By Radhika Bhirani
New Delhi : “What would you want to be when you grow up,” he asked. “Sir, I just hate maths and science”, I said. Telling this to India’s missile man and a science genius elicited a raised eyebrow, a heartwarming smile and words of encouragement from A.P.J. Abdul Kalam: “Do good in whatever you choose to do”.
His sudden death plunged me in nostalgia.
Early mornings were often eventful in school days. Especially the wait for the school bus in Asiad Village, south Delhi’s clean and green locality where Dr.Kalam stayed at a Defence Research and Development Organisation (DRDO) guest house for years before he became the president of India.
Oblivious of the attention he so rightfully commanded, Dr. Kalam would step out for a morning walk every now and then. Faint memories of him — passing a smile or two, waving a hello or just stopping by for a casual chat with school students scattered all along his walkway — rushed to my mind when the news of his death came out.
He remains a happy memory from my days as a student.
Days before he was announced as the new president of the country in 2002, the security cover around his guest house was beefed up. I remember how on our way back every afternoon, the school bus was always interrupted by the security barricade near his residence, and a group of us used to fool around by shouting “Bomb, bomb”. We stopped when the guards retorted with angry faces.
But Dr.Kalam, on his morning walks, sometimes, evening walks too, would always smile. When people describe him as the ‘people’s president’, I’m reminded how he was first a successful ‘people’s person’.
A personal meeting with Dr.Kalam as his personal volunteer during his visit to my Alma Mater, Bluebells School International here, for the launch of our Science Park, gave me a chance to present him with a bouquet of flowers, a painting, and a treasured walk and talk with him. It was one of those which remains etched in my mind — one which came alive when the news channels went into the “breaking” mode with news that he’s dead.
“What would you want to be when you grow up,” he asked. “Sir, I just hate maths and science”, I said. He could have walked away or said nothing. But what he said was a sign of a good teacher — “Do good in whatever you choose to do.”
That’s one me.

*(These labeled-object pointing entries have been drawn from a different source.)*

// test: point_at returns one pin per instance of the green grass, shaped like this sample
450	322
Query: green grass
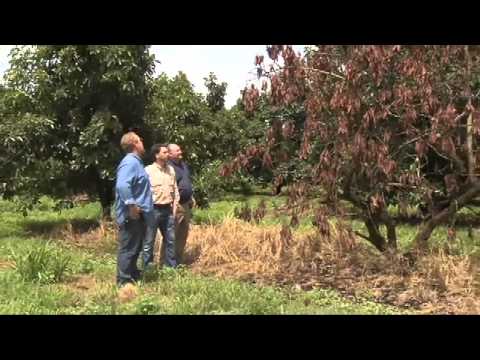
163	292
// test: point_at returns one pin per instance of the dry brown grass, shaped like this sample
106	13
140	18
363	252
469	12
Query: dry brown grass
436	283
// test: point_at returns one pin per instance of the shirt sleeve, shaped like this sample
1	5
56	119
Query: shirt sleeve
125	178
175	187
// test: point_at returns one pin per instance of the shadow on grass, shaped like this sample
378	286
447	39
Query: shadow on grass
55	227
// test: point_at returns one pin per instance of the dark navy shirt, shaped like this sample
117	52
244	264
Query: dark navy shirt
132	187
184	182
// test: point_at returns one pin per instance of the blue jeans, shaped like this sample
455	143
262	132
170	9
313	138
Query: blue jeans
162	219
131	234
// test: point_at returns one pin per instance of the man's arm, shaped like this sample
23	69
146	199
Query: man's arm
176	198
126	177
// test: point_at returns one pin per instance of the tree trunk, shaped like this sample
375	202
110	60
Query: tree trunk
375	237
421	239
391	230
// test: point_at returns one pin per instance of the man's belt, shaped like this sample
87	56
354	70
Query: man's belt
162	206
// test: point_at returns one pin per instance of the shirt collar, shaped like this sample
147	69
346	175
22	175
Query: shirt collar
136	156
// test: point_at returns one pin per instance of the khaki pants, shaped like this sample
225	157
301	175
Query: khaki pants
182	225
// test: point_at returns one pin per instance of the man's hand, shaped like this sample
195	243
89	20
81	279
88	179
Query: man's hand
134	212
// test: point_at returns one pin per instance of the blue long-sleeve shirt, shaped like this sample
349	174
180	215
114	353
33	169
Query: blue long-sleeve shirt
132	187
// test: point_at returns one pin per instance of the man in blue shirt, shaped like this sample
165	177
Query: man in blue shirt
134	207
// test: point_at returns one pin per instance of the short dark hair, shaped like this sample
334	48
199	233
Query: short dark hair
156	149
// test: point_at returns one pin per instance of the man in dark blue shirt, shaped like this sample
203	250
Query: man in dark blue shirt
134	207
184	213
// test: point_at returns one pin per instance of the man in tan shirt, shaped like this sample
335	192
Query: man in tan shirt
165	199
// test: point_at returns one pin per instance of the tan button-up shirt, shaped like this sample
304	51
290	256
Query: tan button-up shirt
163	184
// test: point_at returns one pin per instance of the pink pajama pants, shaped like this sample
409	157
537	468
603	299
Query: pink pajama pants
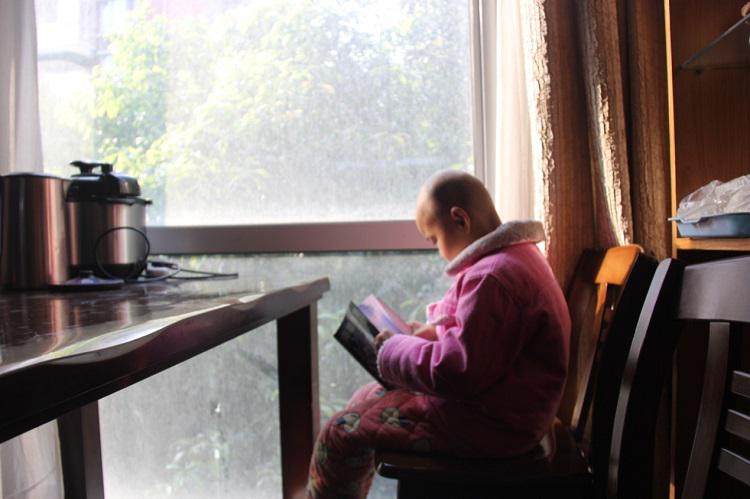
342	465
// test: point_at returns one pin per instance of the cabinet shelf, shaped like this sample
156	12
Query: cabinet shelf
729	50
724	244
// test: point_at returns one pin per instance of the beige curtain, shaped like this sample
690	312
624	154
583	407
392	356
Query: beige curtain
602	119
29	463
601	113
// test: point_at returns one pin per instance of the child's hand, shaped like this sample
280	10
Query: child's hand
426	332
415	326
381	337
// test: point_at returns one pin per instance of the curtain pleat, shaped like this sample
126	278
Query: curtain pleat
29	463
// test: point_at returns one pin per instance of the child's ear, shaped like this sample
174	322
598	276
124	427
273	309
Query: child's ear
460	217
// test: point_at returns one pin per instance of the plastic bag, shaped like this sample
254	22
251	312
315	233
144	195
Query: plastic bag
716	198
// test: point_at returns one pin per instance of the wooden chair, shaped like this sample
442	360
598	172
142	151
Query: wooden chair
715	293
605	299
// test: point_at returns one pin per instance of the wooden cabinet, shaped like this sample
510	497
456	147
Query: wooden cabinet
709	100
709	121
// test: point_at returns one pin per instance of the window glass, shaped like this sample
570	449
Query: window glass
252	111
209	427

Tough to imagine the number of lives he touched with his little ways throughout his lifetime.
Today, when I look back, I know — he said it because the future was always in his vision and making it brighter for the people, country and the world, his mission.
No wonder then that since the Bharat Ratna awardee’s demise, my Facebook timeline has been full of posts from neighbours at Asiad Village recollecting Dr.Kalam’s routine walks; or my former schoolmates recounting their moment of singing and dancing for or shaking hands with the man himself; or even teachers reflecting upon his inspirational aura.
From all of us, it’s fare-thee-well, Sir.